Anticonvulsive and neuroprotective effects of (2 S,1′ R,2′ R,3′ R)-2-(2,3-dicarboxycyclopropyl)glycine (DCG-IV), a potent agonist for Group II metabotropic glutamate receptors, were examined in vivo against the excitotoxicity of kainic acid in the rat. Intraventricular injection of kainic acid (2 nmol) induced circling behavior and wet-dog shakes soon after injection, followed by episodes of limbic motor seizures at intervals of several minutes (sporadic limbic motor seizures). The frequency of sporadic limbic motor seizures gradually increased until seizures occurred incessantly (continuous limbic motor seizures). Intraventricular kainic acid also caused severe selective neuron damage in the hippocampal CA3 region, limbic lobe and medial geniculate body.
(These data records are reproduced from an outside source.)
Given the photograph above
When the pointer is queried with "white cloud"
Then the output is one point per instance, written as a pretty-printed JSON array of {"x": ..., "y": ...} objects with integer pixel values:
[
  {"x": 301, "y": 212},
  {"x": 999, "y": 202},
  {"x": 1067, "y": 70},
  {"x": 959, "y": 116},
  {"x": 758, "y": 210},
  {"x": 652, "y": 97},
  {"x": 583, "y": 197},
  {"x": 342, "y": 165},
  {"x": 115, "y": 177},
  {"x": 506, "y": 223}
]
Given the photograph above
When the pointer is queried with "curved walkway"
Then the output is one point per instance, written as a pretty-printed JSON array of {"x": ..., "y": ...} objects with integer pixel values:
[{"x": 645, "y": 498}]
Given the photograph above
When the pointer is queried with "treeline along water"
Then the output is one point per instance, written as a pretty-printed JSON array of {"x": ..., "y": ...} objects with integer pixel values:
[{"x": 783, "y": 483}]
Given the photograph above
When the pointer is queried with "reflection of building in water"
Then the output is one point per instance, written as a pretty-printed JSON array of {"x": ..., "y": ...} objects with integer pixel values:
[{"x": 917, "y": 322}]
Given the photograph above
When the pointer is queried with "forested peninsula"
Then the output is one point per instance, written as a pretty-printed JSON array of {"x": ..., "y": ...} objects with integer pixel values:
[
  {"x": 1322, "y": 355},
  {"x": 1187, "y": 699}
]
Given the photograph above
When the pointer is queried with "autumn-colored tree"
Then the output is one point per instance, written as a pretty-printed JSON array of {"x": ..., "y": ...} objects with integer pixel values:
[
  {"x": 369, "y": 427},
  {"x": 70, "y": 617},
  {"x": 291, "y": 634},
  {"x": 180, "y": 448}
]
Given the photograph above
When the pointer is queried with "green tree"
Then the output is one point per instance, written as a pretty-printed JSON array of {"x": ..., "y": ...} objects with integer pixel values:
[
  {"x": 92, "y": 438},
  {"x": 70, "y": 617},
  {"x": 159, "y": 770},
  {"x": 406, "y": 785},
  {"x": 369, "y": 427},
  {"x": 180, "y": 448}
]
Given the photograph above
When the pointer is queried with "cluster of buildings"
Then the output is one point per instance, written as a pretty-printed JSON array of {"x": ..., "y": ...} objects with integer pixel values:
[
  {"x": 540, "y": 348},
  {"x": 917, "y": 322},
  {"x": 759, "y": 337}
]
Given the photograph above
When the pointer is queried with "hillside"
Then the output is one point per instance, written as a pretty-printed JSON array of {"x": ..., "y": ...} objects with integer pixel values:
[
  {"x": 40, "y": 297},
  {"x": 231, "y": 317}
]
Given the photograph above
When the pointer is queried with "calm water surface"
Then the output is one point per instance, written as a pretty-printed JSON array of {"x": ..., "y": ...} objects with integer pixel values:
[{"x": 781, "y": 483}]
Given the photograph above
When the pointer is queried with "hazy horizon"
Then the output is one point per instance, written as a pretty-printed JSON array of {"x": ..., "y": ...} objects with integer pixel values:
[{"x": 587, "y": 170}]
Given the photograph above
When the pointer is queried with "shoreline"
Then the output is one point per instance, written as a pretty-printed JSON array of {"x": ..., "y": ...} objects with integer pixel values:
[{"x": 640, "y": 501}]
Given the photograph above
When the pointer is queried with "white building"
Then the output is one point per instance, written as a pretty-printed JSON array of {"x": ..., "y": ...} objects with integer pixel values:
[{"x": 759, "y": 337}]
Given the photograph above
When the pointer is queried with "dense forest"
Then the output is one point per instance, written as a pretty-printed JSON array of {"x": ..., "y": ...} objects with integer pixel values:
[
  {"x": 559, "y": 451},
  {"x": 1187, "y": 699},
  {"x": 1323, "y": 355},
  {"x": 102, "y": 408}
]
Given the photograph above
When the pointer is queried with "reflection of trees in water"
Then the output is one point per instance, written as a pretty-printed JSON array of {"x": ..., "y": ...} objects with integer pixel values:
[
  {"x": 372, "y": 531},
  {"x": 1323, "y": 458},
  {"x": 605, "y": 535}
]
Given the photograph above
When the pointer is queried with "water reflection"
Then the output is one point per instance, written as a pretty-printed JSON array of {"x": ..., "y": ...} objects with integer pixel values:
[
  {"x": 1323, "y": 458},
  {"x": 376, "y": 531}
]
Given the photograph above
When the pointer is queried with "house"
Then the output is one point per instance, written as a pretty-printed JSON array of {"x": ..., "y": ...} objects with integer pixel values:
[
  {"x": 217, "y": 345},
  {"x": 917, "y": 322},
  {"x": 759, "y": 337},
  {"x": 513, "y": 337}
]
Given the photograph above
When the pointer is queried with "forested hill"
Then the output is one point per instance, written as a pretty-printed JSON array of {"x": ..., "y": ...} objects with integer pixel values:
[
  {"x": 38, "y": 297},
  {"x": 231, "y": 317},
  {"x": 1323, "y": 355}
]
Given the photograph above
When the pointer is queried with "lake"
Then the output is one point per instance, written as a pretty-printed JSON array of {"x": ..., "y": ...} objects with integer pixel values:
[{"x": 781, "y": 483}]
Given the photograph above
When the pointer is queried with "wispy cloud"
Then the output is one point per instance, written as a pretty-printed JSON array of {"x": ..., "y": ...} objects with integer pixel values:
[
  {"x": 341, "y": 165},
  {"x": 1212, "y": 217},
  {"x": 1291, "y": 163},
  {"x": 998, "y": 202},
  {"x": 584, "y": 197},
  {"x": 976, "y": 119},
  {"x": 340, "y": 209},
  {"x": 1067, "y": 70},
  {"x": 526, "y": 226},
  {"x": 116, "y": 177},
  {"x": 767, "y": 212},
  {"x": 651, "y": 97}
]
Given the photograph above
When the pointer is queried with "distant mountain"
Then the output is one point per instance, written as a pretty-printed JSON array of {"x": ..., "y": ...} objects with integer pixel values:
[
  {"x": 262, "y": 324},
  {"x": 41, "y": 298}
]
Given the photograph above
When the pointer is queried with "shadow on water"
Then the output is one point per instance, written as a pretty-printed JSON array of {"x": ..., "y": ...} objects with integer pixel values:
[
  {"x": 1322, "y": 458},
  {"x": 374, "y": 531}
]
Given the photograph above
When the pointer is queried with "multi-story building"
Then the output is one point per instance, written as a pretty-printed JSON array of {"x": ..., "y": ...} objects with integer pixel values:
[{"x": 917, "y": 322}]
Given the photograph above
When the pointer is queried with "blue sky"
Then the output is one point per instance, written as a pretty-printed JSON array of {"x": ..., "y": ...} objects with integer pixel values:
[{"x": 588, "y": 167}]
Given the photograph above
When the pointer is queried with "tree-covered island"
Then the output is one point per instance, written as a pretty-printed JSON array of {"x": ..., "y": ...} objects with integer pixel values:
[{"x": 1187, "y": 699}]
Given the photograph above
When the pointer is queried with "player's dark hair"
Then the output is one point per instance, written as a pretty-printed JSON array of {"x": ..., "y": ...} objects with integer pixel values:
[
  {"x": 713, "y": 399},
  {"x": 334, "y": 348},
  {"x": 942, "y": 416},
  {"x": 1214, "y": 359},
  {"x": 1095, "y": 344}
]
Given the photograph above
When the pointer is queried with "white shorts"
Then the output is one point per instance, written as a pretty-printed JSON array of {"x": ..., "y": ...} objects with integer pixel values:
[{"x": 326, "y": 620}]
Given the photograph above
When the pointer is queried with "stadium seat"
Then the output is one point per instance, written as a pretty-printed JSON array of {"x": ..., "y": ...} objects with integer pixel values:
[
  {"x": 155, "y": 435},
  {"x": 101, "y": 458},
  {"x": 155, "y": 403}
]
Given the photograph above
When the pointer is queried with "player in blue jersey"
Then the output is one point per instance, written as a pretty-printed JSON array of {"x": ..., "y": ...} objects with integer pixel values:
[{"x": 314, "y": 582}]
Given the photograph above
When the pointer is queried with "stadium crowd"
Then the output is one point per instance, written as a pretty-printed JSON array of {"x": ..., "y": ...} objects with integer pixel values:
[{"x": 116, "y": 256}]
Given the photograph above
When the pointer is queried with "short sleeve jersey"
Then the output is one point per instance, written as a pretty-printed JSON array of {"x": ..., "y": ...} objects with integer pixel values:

Prolonged intraventricular infusion of DCG-IV (24–240 pmol/h) for 17 h before and 7 h after the application of kainic acid decreased the incidence of the continuous limbic motor seizures and the degree of neuronal damage in circumscribed brain areas. However, the behavioral changes observed immediately after the administration of kainic acid were unaffected by prolonged intraventricular infusion with DCG-IV (8–2400 pmol/h). Similarly, the occurrence of sporadic limbic motor seizures was only slightly reduced by the administration of DCG-IV (8–800 pmol/h). High doses of DCG-IV, greater than 800 pmol/h, afforded no protection against kainate-induced lesions; rather, the degradation of hippocampal CA1 pyramidal neurons was increased under such conditions. Single injections of DCG-IV (10–300 pmol/rat) in the lateral ventricle did not affect kainate neurotoxicity. Thus, prolonged infusion of DCG-IV showed a bell-shaped dose–response relationship with regard to protection against kainate-induced neurotoxicity.